Thinking in this way can help us count the cost of conflict and discern whether or not we should overlook the offense.

Focus On People, Not Positions

Our families can have some widely varying perspectives and make some outrageous statements. But, instead of spending our efforts on debunking their belief or trying to convince them of our own viewpoint, we should attempt to understand the person behind the position. Ask clarifying or open-ended questions and listen without judgement or interruption. Saying, “this sounds like it’s important to you,” or “tell me more about that,” can go a long way towards helping us understand the motives, fears, and desires that are beneath the surface of a statement. The main objective in our family interactions shouldn’t be to win arguments, but to love others as Christ has loved us.

Apologize First

Sometimes, conflict can’t be avoided. Though unpleasant as it is, conflict has the potential to help us grow and mature. Matthew 7:5 admonishes, “first take the log out of your own eye, and then you will see clearly to take the speck out of your brother’s eye.” Many times in conflict, the hurt we experience can blind us to our culpability. The fact is, it takes two people to cause conflict, and you only have control over one of those people. Prayerfully seek God’s perspective about your role in the conflict and why you feel as you do about the situation and then take the first step towards reconciliation by apologizing first. Taking responsibility for our own sins and seeking forgiveness from others can dissolve huge stumbling blocks in the relationship and draw us closer to reconciliation not only to each other, but also to Christ.

 

As you navigate this holiday season, remember that nothing tries us quite like relationships do. Managing conflict and then committing to reconciliation when conflict arises is a constant struggle.
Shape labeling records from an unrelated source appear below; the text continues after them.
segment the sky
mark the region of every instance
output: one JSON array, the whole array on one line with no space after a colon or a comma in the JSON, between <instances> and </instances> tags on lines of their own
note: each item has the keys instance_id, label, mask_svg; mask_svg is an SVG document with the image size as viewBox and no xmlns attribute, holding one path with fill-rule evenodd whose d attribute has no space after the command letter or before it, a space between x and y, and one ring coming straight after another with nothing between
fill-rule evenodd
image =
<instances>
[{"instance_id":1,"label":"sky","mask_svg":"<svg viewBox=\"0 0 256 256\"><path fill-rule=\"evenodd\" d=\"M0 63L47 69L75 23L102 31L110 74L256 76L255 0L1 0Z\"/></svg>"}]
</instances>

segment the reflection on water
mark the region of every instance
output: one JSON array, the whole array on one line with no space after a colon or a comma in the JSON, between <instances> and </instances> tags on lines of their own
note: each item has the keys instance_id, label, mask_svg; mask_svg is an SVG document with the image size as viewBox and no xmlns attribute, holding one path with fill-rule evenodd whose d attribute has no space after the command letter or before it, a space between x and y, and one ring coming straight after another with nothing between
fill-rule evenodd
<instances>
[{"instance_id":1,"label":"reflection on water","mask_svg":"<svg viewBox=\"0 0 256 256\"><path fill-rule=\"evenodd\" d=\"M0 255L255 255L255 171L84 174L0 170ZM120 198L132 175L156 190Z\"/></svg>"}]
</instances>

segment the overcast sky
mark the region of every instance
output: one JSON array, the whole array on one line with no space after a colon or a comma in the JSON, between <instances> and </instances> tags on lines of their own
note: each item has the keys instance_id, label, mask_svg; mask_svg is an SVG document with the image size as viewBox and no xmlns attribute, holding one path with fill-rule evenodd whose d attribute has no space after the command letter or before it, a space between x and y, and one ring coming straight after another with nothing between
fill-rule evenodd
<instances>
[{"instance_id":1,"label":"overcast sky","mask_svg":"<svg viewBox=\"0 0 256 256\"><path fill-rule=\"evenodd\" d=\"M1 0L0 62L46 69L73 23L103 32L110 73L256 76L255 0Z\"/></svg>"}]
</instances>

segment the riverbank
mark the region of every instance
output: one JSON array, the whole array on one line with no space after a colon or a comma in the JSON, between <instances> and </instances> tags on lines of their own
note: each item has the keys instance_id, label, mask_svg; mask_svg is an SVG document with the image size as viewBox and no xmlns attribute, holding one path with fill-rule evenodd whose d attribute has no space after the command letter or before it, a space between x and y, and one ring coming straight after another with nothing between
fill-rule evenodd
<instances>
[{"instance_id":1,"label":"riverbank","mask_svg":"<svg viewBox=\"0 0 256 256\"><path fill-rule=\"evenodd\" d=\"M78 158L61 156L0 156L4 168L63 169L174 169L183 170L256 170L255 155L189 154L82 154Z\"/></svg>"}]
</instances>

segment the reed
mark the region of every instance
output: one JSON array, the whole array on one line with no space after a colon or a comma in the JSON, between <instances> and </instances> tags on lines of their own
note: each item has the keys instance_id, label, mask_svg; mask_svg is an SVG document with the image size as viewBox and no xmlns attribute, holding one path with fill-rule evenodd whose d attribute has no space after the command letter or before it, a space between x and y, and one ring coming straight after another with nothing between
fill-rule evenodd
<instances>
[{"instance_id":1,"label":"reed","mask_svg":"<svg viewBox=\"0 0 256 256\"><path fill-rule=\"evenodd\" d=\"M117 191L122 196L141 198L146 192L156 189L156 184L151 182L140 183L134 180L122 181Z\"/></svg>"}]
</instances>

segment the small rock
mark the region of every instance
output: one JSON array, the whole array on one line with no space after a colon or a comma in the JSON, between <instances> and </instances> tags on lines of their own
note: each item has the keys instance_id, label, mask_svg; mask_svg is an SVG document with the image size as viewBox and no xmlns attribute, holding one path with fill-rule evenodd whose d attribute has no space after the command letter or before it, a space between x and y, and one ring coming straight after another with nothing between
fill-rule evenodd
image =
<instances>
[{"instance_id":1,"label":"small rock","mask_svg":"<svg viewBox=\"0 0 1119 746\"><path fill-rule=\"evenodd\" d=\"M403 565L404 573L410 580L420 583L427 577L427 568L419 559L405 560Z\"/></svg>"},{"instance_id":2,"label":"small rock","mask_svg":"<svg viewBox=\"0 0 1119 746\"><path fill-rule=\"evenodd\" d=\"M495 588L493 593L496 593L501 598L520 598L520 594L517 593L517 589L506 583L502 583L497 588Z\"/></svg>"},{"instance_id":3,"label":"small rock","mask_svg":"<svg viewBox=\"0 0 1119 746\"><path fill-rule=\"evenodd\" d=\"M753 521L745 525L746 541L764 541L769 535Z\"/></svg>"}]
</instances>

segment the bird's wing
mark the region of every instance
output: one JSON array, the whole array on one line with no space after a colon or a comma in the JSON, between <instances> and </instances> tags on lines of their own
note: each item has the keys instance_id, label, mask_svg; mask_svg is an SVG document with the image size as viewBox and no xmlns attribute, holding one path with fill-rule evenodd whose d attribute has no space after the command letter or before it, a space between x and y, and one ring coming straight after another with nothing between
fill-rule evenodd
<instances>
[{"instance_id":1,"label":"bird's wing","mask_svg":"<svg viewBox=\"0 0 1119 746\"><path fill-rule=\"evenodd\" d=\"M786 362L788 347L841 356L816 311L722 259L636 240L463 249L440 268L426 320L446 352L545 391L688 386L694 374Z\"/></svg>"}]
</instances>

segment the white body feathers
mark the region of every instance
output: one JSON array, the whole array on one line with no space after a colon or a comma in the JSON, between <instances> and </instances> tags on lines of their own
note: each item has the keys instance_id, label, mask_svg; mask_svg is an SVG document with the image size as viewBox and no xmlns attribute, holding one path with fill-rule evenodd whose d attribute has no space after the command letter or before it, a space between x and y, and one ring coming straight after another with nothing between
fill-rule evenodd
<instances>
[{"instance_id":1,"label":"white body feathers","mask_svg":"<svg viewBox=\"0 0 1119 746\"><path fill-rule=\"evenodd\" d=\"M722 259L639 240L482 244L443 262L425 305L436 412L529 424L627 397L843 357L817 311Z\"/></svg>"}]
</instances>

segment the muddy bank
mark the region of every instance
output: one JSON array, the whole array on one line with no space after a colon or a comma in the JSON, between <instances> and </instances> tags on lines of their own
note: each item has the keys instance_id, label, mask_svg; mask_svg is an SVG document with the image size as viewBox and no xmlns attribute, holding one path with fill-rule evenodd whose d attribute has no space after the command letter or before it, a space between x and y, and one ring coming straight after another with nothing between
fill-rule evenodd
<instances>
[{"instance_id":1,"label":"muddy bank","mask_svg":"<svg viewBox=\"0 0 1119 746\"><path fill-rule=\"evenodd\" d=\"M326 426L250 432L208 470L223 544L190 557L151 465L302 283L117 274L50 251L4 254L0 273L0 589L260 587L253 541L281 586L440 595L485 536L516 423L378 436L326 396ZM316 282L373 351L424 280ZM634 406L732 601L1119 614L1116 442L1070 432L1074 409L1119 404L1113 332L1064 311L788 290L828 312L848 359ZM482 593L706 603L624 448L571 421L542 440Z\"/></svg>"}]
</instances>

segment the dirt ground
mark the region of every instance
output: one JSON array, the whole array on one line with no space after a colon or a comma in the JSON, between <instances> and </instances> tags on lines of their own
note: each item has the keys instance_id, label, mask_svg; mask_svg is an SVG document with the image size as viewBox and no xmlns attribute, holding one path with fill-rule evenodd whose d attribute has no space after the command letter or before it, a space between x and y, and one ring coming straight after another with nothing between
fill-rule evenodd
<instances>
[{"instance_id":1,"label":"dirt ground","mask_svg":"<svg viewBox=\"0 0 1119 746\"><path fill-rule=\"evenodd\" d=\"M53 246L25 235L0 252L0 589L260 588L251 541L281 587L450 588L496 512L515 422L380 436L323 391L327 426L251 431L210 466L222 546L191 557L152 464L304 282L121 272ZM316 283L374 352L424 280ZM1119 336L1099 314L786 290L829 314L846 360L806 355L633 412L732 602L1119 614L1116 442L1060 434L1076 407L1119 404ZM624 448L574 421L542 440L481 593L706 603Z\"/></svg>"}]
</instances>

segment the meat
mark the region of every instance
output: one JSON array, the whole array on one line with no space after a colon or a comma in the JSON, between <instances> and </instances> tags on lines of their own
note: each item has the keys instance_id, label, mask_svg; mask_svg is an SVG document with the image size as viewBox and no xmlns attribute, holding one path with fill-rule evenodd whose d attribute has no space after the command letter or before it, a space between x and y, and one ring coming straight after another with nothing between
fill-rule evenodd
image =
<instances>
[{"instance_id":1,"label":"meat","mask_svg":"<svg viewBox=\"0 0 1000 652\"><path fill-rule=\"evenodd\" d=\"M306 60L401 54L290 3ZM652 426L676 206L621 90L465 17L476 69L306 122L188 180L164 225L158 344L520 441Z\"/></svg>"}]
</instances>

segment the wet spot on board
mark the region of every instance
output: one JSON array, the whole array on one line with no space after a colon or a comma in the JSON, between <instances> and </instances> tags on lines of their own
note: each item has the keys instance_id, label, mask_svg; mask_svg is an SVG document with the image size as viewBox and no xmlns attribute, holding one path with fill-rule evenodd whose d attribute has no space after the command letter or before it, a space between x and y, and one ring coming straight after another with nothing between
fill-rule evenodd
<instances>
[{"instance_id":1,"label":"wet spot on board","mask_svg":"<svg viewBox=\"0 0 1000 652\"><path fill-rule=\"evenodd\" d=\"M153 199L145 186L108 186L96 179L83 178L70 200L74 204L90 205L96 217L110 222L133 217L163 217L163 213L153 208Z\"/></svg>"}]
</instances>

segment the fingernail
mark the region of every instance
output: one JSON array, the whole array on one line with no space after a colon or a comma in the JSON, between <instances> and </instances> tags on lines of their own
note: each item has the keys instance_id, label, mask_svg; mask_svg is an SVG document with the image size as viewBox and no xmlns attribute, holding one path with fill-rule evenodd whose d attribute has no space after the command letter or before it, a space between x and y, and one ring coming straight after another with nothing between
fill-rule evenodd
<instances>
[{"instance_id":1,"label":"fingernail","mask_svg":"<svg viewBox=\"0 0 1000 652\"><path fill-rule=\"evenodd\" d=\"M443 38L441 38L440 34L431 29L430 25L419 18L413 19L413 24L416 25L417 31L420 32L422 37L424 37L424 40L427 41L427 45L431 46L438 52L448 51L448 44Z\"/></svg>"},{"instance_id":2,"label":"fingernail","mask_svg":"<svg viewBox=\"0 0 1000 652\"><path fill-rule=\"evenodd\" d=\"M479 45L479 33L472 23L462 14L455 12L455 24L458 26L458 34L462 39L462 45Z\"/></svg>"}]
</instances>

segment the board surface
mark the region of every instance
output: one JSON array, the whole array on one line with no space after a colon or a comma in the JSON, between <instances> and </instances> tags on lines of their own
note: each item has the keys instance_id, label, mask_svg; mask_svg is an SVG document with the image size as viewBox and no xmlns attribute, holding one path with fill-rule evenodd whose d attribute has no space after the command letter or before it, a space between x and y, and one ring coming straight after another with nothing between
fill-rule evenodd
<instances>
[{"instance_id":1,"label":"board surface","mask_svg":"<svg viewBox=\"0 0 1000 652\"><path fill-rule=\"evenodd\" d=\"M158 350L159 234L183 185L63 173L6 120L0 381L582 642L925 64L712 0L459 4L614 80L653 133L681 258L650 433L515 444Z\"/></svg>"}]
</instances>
But the grace that the gospel extends to us isn’t limited to the forgiveness of sins, but includes the promise that God would transform us into a new person with a new nature. Through our struggles, we can become more like Christ.

So, step into those difficult family gatherings with the hope and confidence that as you strive to love people well and keep the peace, you are being transformed into the image of Christ and reflecting his gospel and grace to those around you.